I would argue the current malaise in the Hadoop ecosystem, which led Cloudera to IPO at a price significantly down on its last round led by Intel, is largely because most organisations are just not properly set up to take advantage of new approaches and tools. HSBC spent tens of millions of dollars building its own Hadoop cluster for anti-money laundering, before deprecating the approach in favour of using Google Cloud platform tools to the same end. But what Hadoop actually the problem? Cloud platforms continue to be the strongest competition for commercial open source – AWS Cloud is absolutely crushing it in the data space – that much is read.
A couple of weeks the DataWorks summit in Munich, run by Hortonworks, crystallised some of these ideas for me, largely driven by a great presentation by Pierre Etienne Bardin, of the French bank Société Générale. The insight that really struck me was:
“Data transformation is like digital transformation, it impacts everyone.”

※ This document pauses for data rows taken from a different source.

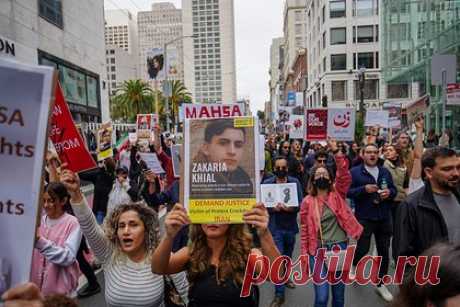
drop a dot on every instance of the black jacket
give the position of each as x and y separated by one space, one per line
419 223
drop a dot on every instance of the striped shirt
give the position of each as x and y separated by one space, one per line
127 283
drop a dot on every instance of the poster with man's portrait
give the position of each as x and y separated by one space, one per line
221 172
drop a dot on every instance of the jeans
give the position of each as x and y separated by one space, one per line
285 242
322 291
382 230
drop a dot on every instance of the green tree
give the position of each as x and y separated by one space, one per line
134 97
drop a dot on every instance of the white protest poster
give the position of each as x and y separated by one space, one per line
341 124
297 127
273 194
377 118
151 159
25 101
177 159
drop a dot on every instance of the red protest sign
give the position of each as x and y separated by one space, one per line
316 125
68 142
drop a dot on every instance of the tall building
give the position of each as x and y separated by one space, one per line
121 48
157 27
342 37
209 57
68 35
294 31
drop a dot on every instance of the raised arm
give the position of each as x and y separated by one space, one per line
92 231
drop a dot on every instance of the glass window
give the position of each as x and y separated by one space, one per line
338 36
338 62
51 10
371 89
337 8
339 90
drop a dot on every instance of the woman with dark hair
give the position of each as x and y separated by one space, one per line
54 261
216 257
444 294
327 220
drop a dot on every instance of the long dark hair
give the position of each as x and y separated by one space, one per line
414 295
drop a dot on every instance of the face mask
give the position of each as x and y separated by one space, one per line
280 173
322 183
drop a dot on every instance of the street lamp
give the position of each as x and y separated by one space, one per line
167 89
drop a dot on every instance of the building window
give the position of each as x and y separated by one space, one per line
337 8
366 60
338 36
338 62
371 89
339 90
398 91
51 10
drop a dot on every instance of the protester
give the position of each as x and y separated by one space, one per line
444 294
54 263
326 220
283 222
372 191
430 214
124 249
215 258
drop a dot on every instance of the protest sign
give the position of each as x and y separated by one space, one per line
213 110
273 194
26 98
316 124
341 124
377 118
145 124
296 127
221 168
104 142
151 159
453 94
177 159
68 142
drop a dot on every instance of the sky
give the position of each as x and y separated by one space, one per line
257 22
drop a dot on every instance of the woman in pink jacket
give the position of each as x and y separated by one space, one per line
54 265
327 220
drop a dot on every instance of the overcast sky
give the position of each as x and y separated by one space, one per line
257 22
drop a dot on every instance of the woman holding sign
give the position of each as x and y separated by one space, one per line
216 258
124 248
327 221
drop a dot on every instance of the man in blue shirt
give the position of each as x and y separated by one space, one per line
283 221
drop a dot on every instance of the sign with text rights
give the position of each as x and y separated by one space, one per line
68 142
25 103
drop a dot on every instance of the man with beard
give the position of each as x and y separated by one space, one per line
432 213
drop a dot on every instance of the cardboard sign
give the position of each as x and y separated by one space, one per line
151 159
145 124
66 139
25 104
316 124
221 174
273 194
341 124
104 142
214 110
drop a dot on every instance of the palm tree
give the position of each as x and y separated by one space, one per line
134 97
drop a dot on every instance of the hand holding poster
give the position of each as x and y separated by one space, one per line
221 172
26 93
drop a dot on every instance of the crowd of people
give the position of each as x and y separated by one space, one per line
403 194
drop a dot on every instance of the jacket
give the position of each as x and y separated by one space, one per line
419 223
365 208
336 202
284 220
399 175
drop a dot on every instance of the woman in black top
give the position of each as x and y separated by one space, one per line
215 258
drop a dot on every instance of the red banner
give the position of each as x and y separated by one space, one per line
65 137
316 125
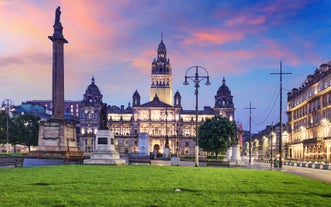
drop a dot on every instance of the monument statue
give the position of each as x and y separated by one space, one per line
57 15
236 137
103 117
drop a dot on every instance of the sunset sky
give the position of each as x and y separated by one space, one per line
116 42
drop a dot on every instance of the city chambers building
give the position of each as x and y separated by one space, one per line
162 118
309 115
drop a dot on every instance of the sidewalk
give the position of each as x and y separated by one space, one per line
316 174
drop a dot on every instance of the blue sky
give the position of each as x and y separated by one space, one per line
116 42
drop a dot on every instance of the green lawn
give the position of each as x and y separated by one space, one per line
135 185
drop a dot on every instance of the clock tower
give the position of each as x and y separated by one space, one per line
161 76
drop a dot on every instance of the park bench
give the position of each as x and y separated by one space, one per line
11 161
74 156
218 164
139 160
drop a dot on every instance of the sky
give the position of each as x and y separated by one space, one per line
116 42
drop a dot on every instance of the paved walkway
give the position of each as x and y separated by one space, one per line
317 174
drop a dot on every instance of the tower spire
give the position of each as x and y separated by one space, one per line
58 67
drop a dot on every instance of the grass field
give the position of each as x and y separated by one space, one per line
135 185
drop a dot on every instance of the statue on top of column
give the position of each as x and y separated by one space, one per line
103 117
57 15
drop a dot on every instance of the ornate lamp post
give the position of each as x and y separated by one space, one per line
7 106
196 79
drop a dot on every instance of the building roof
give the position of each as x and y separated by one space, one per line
155 103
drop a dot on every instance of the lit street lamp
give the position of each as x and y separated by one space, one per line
7 106
196 79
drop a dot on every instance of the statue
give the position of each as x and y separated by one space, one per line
236 135
103 117
57 15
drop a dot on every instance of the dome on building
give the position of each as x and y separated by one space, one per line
92 88
161 46
223 90
92 94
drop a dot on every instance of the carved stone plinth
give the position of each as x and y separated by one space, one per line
105 152
56 135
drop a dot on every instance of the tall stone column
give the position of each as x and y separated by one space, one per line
58 68
57 137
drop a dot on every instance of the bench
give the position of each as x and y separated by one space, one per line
76 157
11 161
139 160
218 164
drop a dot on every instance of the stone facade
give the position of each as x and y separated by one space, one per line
309 115
159 118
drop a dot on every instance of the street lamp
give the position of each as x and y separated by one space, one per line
7 106
196 79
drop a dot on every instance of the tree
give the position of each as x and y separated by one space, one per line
26 130
214 134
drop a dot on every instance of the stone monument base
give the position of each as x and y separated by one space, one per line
57 136
235 158
166 152
105 152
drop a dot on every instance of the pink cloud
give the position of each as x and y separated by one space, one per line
212 37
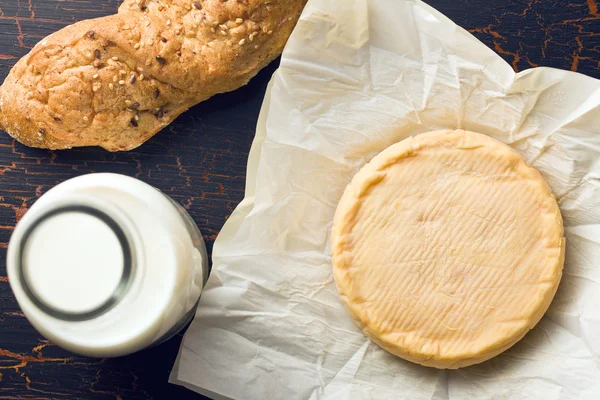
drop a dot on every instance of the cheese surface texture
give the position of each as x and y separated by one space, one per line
447 248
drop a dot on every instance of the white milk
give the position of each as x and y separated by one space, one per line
105 265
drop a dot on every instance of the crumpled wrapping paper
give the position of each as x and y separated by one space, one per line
356 77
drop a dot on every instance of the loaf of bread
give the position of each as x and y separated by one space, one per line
116 81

But what does that look like in practice? Unlike in software development, where we long ago codified, for example, agile and pair programming, and we have frameworks such as 12 Factor to inspire us in building distributed apps, there are no widely agreed equivalents in data. In software development Pivotal has done a phenomenal job of owning the very idea of Digital Transformation as the Pivotal Way has become the model for enterprises that want to develop software more like startups and Cloud natives do. As I wrote last year
“Pivotal Labs was originally a consulting shop, acquired by VMware, which had built a reputation improving already cutting edge engineering operations at companies including Google and Twitter, with a focus on pair programming and a set of practices called the Pivotal Way. Enterprises are buying into this approach. It is the spearhead for most customer engagement. Today the companies adopting Pivotal Cloud Foundry generally start with services engagement. Frankly there aren’t many services firms in the world that truly understand how to teach agile, devops, and CI/CD.”
There is however no “Pivotal of Data” which means there is a market opportunity for someone to codify the transformation in terms of methods, processes, and tooling selection (heterogeneity of awesome tooling – life comes at you fast – is a blessing and a curse for enterprises.) There are organisations, leaders worth learning from, though, such as Société Générale.

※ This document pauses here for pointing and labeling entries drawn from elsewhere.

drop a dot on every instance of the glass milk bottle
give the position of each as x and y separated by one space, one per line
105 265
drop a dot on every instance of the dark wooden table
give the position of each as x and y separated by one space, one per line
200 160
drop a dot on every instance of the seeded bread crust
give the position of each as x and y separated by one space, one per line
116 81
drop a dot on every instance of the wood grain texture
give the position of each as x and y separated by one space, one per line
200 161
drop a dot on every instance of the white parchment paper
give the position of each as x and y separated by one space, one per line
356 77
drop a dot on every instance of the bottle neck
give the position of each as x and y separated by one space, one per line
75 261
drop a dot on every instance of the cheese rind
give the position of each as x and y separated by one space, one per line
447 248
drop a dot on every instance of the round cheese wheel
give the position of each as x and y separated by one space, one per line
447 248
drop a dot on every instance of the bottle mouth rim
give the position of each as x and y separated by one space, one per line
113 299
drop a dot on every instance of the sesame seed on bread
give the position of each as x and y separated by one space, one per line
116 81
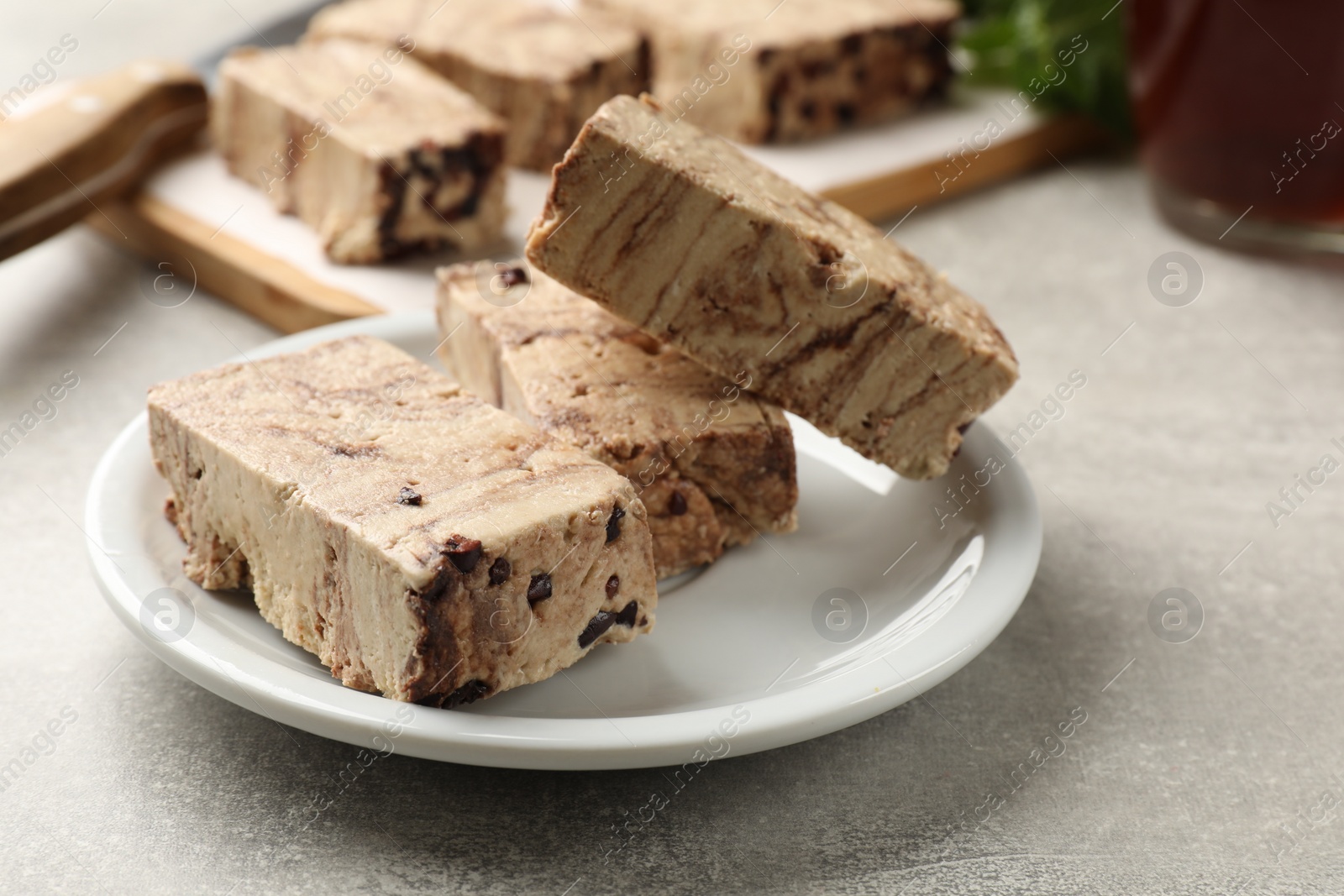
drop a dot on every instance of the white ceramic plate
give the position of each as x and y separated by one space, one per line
886 589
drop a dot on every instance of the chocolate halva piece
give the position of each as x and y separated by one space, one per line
367 147
764 70
291 474
542 67
680 234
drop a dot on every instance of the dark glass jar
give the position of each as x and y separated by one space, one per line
1238 105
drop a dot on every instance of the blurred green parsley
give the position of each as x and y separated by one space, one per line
1014 40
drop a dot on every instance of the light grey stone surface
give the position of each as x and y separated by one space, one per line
1156 476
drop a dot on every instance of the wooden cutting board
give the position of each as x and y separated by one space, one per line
208 230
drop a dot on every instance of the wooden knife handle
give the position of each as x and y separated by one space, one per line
93 143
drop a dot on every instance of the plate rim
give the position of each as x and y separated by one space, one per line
591 743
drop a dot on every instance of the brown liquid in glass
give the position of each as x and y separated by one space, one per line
1242 102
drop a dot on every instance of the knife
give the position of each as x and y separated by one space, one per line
62 155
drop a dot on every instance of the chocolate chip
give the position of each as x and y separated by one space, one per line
512 277
470 692
539 589
464 553
596 627
613 526
627 616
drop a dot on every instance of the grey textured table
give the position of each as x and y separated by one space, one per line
1202 768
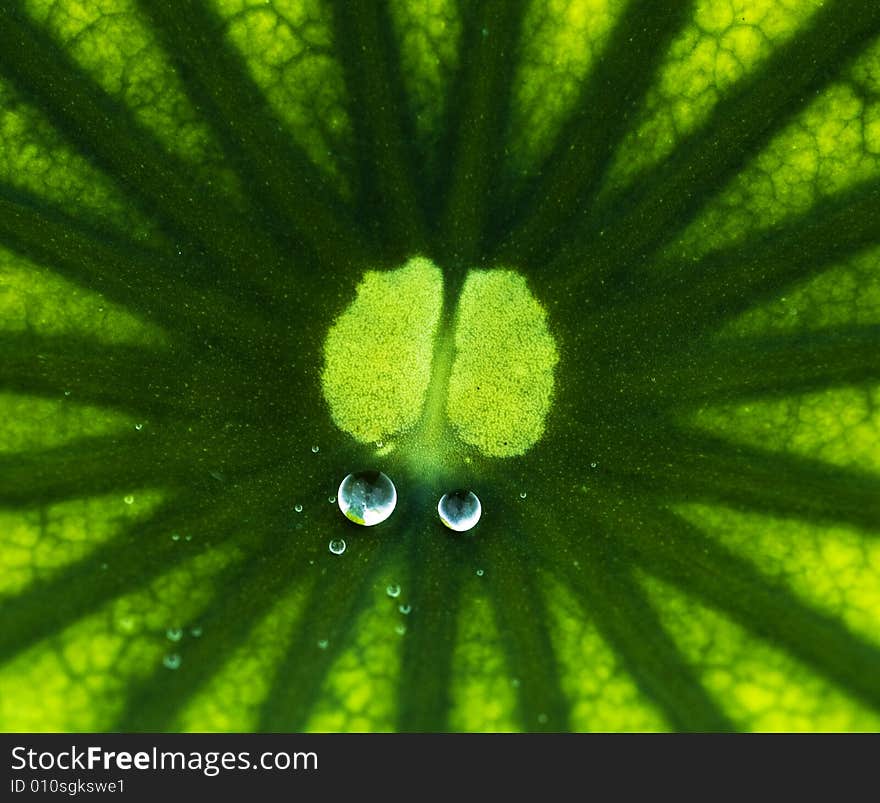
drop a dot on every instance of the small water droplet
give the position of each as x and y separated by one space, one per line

Data Science and Culture Lessons
Where did the Société Générale journey begin? As with so many great projects today, with a logo – see BigDatahub above.
Organisations need to understand they’re not going to get everything right in one big bang.
“How did we get here? We failed. But we failed fast. If you fail you have learned a lot about your data. Gather every outcome of a failure to accelerate the next use case you work on.”
That’s data scientific method right there. The BigDataHub began with a very specific project to make an immediate impact on the business – focusing on a International Financial Reporting Standard (IFRS) 9.2 regulatory compliance.
“We had 3 months to prove we could analyse millions of records, and execute all controls in less than 3 hours”
The complexities of the coding involved meant the bank brought in some outside expertise, according to Bardin, one of their Hortonworks best Scala/SPARK developers. The IFRS project was successful enough the BigDataHub used it to codify an approach to effectively communicate with the business.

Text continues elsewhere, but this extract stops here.